LAT, also known as linker for activation of T cells, is a crucial transmembrane adapter protein. It plays a central role in T-cell antigenic signaling, acting as a key bridge between T cell-specific and general signaling pathways [2,3,4]. TCR activation is relayed via LAT, which organizes protein partners and mediates signal propagation down diverse pathways such as NFAT and AP-1 [1]. LAT is also involved in the function and differentiation of T cells, and its mutations can lead to abnormal T-cell development and function [2,5,6].
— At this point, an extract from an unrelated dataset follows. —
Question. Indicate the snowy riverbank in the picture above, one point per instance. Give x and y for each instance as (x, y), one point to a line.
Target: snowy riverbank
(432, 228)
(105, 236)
Mouse models with mutant forms of LAT have provided valuable insights. Some mutant mice showed partial or complete inhibition of T-cell development, indicating LAT's role as a positive regulator of TCR signaling [5,6]. However, LAT "knock-ins" with point mutations in the four COOH-terminal tyrosine residues developed lymphoproliferative disorders involving polyclonal T cells that produced high amounts of Th2 cytokines, revealing LAT as a negative regulator of TCR signaling and T-cell homeostasis [5,6].

In conclusion, LAT is essential for T-cell activation pathway balance and T-cell homeostasis. Mouse models, especially those with LAT mutations, have significantly contributed to understanding its role in T-cell-related immunopathologies, highlighting its importance in immunological research and potentially in developing treatments for related diseases.